Spinal cord stimulation
If medication fails to lessen pain, spinal cord stimulation may be recommended. This invasive procedure involves a battery-operated device being implanted under the skin on the stomach or buttocks and attached to electrodes placed close to nerves in the spine. The device produces mild electrical pulses that are sent to the spinal cord. The pulses change how pain is experienced; for example, a tingling sensation may be felt in the part of the body that usually hurts, which can mask pain. The level of stimulation can be adjusted as pain improves or gets worse, and the device removed if necessary.
Sympathetic nerve block
An injection of anaesthetic next to the spine can interrupt activity of the sympathetic nerve and increase blood flow. This can offer temporary pain relief, however, is not considered to have long-term benefits.
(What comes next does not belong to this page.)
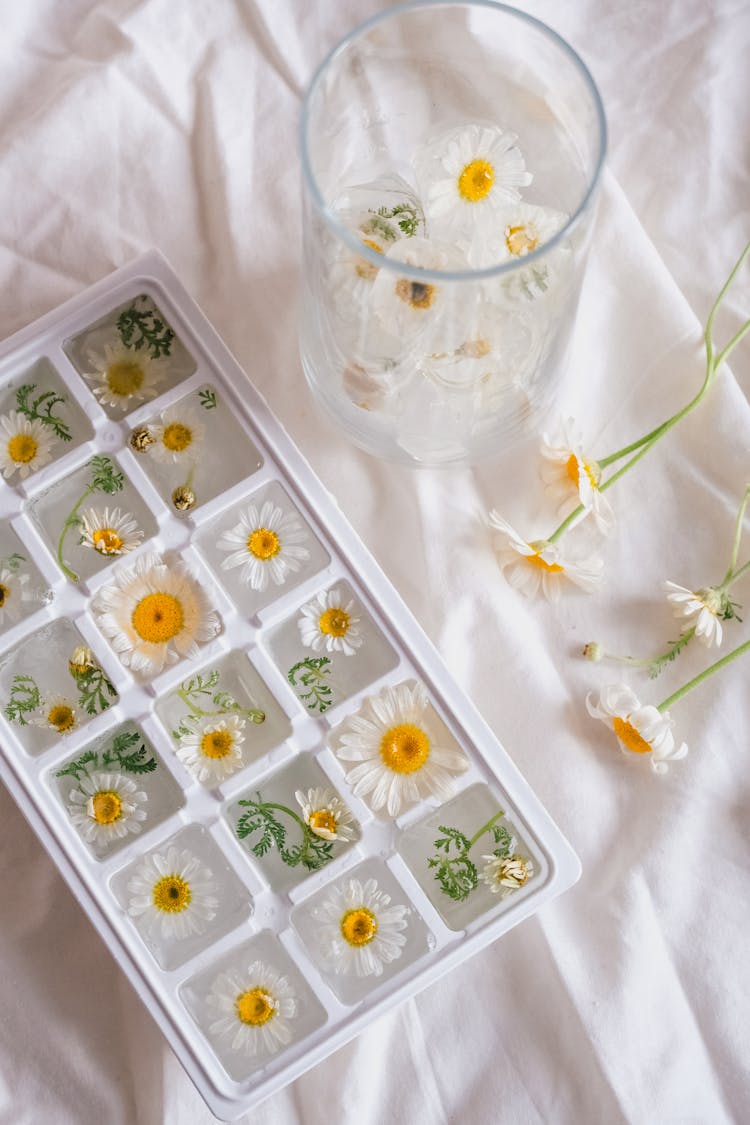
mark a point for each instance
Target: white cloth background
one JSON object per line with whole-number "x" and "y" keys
{"x": 126, "y": 124}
Mirror visual feedback and graded imagery
Performing certain movements can be difficult for CRPS sufferers as information needed by the brain is often missed or confused. Techniques, such as mirror visual feedback, mirror box therapy and graded motor imagery aim to improve movement by retraining or ‘tricking’ the brain into thinking symptoms have disappeared.
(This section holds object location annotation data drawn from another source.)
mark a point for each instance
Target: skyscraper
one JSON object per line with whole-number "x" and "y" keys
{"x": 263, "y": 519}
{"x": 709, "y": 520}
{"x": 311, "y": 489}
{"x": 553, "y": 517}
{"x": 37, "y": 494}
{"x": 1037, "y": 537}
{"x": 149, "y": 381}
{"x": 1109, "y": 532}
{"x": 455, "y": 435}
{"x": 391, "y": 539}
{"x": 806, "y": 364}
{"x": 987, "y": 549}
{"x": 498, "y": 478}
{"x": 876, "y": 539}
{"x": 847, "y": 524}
This involves relying on different treatments to enable CRPS sufferers to gradually increase activity and functionality without making the pain worse. Techniques include gentle movement, such as stretches in water (hydrotherapy) or light, weight-bearing exercises. Desensitisation is a commonly used technique focusing on how unaffected body parts feel when touched with various materials compared to affected areas. The process can be uncomfortable or painful initially, however, may eventually reduce sensitivity in the affected body part.
Due to the complex nature of CRPS, different health professionals will be involved in care pathways, such as a GP, physiotherapist, psychologist, occupational therapist and pain relief therapist. These specialists work individually or jointly on Pain Management Programmes (PMPs), usually based in local hospitals or clinics, and treatments can include such things as cognitive behavioural therapy (CBT).
There are many approaches aimed at helping CRPS sufferers to take more control of their own condition. These include:
- Education – to fully understand the complex condition
- Support – to stay active and continually use the affected body part
- Learning – new techniques to manage increases in pain
- Relaxation – practising yoga or meditation to improve quality of life
- Activity management – to avoid peaks and dips in movement due to pain
- Home rehabilitation – incorporating desensitisation into daily life
- Access – joining local support groups and networks
*Please note, this information should not be taken as medical advice. Brian Barr Solicitors are not medical experts, therefore, this page is for information purposes only.